PyPTO Serving Weekly Progress 2026‐06‐12

bumble0918 edited this page Jun 12, 2026 · 1 revision

PyPTO Serving Weekly Progress

Updated: 2026-06-12

1. Simple/Lingqu Multi-Level Structure Module

flowchart TD
    A["Server"] --> B["L3"]
    B --> C["L2 Prefill"]
    B --> D["L2 Decode"]
Loading

The current L3 layer has been integrated. On the serving side, the overall service is responsible for scheduling. l3work is integrated to dispatch tasks to devices, while actual model execution reuses l2work to run prefill and decode respectively.

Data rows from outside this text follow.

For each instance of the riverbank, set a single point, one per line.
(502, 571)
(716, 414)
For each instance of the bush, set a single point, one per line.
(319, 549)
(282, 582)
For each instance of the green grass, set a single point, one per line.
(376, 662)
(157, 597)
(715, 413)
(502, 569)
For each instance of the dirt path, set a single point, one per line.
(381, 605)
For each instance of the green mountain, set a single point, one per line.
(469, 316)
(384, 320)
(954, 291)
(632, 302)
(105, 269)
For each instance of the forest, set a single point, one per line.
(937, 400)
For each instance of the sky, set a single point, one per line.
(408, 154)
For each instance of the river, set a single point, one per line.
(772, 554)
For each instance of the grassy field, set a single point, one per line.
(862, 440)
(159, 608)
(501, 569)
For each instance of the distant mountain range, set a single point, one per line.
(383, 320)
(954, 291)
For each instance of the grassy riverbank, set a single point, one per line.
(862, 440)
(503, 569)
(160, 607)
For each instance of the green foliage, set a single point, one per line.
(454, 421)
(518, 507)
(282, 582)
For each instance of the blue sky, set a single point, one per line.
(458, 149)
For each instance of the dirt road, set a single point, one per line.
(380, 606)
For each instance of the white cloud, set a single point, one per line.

2. SSD KV Cache Offload Module

flowchart TD
      A[Request] --> B[Scheduler lookup]

      B -->|NPU hit| C[Run on NPU]
      B -->|CPU hit| D[Load KV to NPU]
      B -->|miss| E[Allocate NPU blocks]

      D --> C
      E --> C

      C --> F[Finish / update cache]
      F --> G[Store free cached blocks to CPU]
      G --> H[LRU evict if CPU full]
Loading

The current implementation first follows the Mooncake approach. After a request enters the system, the scheduler first looks up the prefix cache:

  • If the KV cache is already on the NPU, those blocks are used directly for execution.
  • If the KV cache is in the CPU offload area, the corresponding blocks are first loaded back to the NPU before execution.
  • If there is no cache hit, new NPU blocks are allocated and computation proceeds normally.

After NPU execution completes, the scheduler updates the request state and prefix cache. For complete cached blocks that have finished and are no longer referenced by any request, an NPU-to-CPU store is triggered. If the CPU offload space is full, the least recently used CPU blocks are evicted according to LRU.

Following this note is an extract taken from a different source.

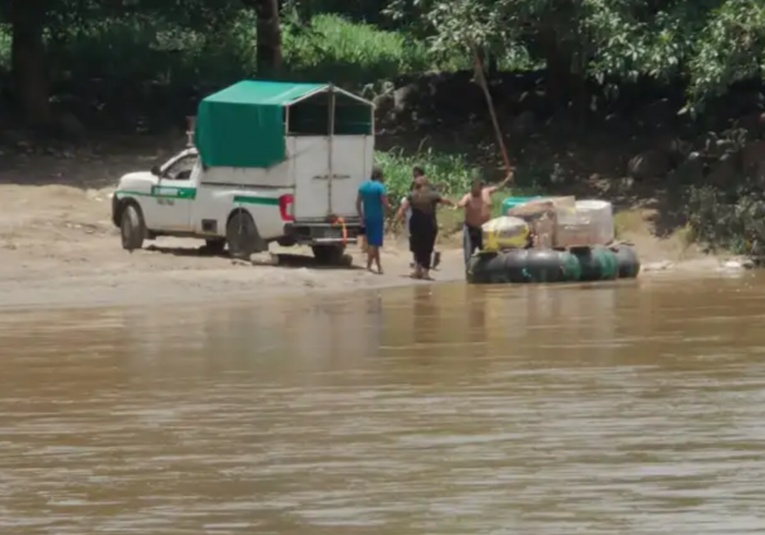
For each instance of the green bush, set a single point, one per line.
(143, 50)
(731, 220)
(450, 173)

SSD support is expected to be ready next week. After that, SSD will be integrated by replacing the corresponding interfaces, and performance will be evaluated.

3. Model Parallelism

Since l3work can distribute work across multiple devices, the overall plan is to perform multi-card task allocation according to the L3 hierarchy. The specific scheduling method will be discussed with the von Neumann team.

4. DeepSeek V4 Adaptation

The model-layer support for DeepSeek V4 is nearly complete. On the serving side, two integration tasks are currently in progress:

  1. DeepSeek V4 uses a special attention mechanism, which requires adaptation.
  2. DeepSeek V4 needs to be deployed with DP + EP, which is not yet supported by the serving system.